Gradient boosting trees make predictions by adding the predictions of each subsequent tree. These trees are dependent on each other - each tree is built upon the errors of previous tree. Therefore they have correlated structures. Suppose one of the tree split on one feature frequently. Its subsequent tree, which is built using its errors, will likely split on that feature frequently as well. As a result, many of the same predictors will be selected across the trees, increasing their contribution to the importance metric.
Learning rate controls the fraction of the predictions of each tree being added. A higher learning rate means that larger fraction of each tree’s predictions are added to the final prediction. This effectively means that a higher learning rate increases the dependent / correlation structure. More of the same predictors will be selected among the trees. This is why the right-hand plot has its importance focus on just the first few of the predictors, and look very steep.
Bagging fraction is the fraction of data being used in each iteration of the trees. When you have a small bagging fraction, say 0.1, on each iteration just 10% of the full data is randomly sampled. So each tree may be built using very different dataset. Since the dataset are very different, the trees will be splitting very differently from each other. On the contrast, when you have large bagging fraction, say 0.9, essentially on each iteration the trees are seeing the same dataset - they will likely split similarly. This means that larger bagging fraction increases the dependent / correlated structure in the boosting trees. Therefore, the right-hand plot with a larger bagging fraction has its importance focus on just the first few of the predictors.

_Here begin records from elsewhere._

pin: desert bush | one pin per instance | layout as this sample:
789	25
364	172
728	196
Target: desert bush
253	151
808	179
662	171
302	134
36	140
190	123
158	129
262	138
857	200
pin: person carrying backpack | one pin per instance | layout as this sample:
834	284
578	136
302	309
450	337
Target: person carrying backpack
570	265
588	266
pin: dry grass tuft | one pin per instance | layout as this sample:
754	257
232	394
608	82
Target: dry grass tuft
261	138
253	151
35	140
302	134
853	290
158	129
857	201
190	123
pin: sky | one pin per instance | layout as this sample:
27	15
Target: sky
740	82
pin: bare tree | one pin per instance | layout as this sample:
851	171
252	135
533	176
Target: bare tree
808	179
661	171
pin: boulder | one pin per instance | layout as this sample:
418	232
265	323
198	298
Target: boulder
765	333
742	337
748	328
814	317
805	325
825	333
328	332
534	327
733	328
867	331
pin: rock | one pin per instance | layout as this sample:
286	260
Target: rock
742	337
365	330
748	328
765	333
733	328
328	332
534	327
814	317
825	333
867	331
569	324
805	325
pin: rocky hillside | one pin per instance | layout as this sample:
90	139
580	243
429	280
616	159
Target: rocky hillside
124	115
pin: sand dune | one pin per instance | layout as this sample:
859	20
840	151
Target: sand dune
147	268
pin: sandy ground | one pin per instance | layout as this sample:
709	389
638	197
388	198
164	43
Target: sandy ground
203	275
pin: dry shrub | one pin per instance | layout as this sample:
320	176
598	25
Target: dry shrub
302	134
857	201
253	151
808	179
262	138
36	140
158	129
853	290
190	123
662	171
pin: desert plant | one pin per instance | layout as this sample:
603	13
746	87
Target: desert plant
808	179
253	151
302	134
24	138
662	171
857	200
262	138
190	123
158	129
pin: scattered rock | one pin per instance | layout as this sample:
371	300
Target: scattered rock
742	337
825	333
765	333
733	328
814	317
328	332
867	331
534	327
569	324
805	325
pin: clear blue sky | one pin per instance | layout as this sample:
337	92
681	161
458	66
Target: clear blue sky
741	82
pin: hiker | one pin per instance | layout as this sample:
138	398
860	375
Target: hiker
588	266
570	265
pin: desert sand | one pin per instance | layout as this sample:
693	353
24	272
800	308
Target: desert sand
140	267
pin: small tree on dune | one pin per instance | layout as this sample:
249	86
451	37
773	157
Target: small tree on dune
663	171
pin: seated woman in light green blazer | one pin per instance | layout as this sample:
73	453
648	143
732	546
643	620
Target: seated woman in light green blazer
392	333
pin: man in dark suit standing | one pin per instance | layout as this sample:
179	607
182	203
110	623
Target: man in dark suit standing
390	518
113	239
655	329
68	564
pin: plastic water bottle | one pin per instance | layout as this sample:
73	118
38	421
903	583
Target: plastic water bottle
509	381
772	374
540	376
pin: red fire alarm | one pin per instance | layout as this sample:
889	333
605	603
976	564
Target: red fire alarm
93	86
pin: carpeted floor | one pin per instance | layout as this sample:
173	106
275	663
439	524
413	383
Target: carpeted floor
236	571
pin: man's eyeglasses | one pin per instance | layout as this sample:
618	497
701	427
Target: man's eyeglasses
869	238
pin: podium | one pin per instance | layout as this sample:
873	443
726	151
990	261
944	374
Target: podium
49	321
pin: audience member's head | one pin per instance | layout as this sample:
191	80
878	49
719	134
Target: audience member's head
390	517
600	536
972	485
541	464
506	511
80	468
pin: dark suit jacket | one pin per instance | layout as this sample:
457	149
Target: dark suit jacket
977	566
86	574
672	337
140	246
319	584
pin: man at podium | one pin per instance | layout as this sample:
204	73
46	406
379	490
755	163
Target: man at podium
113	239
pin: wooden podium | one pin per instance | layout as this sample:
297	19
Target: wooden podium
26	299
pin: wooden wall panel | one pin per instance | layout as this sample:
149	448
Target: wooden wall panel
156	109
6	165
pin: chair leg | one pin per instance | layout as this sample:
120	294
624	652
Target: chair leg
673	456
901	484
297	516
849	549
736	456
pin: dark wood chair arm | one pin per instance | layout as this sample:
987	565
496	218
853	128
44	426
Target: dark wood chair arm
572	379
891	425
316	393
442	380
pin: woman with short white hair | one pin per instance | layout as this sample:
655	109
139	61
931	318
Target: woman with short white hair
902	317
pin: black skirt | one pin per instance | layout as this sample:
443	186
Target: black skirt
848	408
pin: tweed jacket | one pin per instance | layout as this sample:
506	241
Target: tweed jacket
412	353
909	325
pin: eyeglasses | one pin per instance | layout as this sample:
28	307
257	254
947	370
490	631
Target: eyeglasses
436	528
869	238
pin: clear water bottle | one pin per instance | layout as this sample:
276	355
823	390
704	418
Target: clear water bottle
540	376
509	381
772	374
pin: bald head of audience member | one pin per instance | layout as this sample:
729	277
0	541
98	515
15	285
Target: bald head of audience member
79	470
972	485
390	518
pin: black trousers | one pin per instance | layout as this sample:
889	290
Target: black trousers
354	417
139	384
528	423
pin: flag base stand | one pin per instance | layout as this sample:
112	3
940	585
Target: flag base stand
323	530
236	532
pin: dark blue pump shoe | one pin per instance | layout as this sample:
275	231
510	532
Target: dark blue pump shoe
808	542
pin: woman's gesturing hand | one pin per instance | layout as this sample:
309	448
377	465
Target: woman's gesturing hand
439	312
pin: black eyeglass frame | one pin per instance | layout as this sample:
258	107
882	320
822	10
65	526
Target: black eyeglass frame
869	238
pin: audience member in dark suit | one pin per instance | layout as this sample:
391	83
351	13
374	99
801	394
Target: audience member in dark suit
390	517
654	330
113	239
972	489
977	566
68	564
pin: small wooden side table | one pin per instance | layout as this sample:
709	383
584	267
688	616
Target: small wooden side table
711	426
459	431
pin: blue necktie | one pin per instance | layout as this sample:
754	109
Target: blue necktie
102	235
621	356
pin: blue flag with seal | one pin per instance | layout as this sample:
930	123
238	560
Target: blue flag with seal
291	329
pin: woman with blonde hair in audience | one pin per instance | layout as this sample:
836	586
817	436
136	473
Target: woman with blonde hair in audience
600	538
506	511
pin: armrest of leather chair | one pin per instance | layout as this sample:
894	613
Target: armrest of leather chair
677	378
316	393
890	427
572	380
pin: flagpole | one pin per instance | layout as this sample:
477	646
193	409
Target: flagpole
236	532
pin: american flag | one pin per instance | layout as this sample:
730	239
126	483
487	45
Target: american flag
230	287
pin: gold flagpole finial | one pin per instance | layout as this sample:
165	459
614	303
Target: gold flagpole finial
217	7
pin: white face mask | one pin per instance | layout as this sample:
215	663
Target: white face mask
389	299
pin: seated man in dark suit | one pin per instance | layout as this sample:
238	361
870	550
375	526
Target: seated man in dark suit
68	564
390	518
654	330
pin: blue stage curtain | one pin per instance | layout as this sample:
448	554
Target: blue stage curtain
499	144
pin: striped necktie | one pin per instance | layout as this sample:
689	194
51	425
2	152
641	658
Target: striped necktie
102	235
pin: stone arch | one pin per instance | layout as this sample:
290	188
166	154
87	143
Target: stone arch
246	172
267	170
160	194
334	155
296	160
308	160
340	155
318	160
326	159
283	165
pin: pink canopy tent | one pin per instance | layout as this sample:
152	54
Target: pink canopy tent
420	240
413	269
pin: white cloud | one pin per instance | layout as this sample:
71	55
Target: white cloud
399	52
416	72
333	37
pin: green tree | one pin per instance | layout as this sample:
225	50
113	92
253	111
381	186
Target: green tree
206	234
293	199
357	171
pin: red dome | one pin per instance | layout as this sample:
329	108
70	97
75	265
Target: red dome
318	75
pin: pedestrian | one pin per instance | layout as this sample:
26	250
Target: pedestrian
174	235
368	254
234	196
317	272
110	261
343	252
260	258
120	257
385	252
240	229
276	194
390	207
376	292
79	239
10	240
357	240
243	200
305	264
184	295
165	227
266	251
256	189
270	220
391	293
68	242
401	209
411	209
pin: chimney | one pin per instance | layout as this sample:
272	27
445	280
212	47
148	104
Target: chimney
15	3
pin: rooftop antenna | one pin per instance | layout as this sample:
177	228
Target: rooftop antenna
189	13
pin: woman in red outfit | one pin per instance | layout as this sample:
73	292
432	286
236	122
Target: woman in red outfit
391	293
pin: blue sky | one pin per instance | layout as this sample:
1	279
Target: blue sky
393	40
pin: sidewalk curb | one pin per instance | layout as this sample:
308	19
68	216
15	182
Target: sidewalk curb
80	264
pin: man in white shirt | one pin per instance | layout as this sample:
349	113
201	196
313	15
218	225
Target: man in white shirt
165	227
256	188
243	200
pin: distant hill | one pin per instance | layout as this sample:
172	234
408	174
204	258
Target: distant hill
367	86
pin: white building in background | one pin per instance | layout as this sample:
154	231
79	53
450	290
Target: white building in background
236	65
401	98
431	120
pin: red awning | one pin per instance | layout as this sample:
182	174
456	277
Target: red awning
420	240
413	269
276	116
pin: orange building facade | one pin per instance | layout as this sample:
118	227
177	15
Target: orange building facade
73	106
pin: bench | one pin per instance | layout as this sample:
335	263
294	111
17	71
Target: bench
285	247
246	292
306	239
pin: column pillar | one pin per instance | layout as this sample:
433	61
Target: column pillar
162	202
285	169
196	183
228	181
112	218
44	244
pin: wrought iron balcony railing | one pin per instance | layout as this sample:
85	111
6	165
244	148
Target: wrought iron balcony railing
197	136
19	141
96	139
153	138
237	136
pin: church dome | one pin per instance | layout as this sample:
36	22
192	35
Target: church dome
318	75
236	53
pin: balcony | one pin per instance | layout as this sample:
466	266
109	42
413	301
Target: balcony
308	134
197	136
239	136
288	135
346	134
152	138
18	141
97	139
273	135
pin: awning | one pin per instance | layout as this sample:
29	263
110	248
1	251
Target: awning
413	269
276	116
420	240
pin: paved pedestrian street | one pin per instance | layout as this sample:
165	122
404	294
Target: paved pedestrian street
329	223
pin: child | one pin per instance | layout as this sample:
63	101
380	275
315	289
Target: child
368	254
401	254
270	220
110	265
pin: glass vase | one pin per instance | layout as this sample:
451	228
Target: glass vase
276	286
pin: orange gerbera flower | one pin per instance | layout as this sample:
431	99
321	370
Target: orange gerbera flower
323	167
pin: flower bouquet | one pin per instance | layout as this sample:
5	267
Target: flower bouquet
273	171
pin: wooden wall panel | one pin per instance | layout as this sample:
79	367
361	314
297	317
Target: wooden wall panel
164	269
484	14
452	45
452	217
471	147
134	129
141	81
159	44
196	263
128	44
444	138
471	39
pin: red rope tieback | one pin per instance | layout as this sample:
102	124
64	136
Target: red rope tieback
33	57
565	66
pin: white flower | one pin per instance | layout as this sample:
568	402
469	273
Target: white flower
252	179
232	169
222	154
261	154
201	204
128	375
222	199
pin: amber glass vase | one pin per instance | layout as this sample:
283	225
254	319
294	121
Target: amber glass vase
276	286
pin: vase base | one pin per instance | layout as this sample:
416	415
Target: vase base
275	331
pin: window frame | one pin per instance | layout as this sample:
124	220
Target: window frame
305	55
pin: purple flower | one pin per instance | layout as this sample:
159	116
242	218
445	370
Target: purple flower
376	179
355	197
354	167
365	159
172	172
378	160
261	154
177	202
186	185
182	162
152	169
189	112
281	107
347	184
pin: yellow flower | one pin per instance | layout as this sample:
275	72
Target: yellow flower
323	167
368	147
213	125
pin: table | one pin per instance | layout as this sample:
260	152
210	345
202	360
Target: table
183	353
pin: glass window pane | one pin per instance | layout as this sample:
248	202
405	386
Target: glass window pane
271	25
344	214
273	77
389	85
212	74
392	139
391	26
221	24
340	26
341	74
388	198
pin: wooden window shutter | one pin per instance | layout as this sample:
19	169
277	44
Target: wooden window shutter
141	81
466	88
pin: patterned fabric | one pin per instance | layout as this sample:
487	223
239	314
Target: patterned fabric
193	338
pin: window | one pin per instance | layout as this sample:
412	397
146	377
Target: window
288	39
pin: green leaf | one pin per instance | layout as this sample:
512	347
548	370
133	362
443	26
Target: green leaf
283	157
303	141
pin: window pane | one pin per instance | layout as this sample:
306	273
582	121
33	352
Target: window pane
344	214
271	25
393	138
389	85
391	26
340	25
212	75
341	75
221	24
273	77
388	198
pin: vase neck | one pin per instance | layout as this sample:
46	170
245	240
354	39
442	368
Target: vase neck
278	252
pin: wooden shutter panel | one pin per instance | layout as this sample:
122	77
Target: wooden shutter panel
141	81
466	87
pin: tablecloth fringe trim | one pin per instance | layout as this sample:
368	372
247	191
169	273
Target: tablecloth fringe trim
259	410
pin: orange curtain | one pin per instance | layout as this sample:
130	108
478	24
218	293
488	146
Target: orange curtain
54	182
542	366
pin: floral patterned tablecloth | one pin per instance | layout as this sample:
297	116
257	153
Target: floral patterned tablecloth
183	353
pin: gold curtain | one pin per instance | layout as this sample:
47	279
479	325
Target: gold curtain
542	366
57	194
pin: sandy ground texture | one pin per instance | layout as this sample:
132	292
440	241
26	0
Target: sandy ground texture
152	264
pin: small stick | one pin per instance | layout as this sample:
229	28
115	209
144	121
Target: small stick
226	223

Learning rate and bagging fraction are important parameters to control the overfitting of the gradient boosting model that requires tuning. A smaller learning rate and bagging fraction leads to better generalization ability over unseen samples. If I have to guess, the model with 0.1 learning rate and bagging fraction will be more predictive of out of bag samples. However, since this invovles a trade off between bias-variance, I can only confirm using cross validation or a test set.
Below, I have trained two GBM models with all the same parameters except for the interaction depth. Model 1 has interaction depth of 1, while Model 2 has interaction depth of 10. The predictor importance of both models are plotted:
library(AppliedPredictiveModeling)
data(solubility)
grid1 <- expand.grid(n.trees=100, interaction.depth=1, shrinkage=0.1, n.minobsinnode=10)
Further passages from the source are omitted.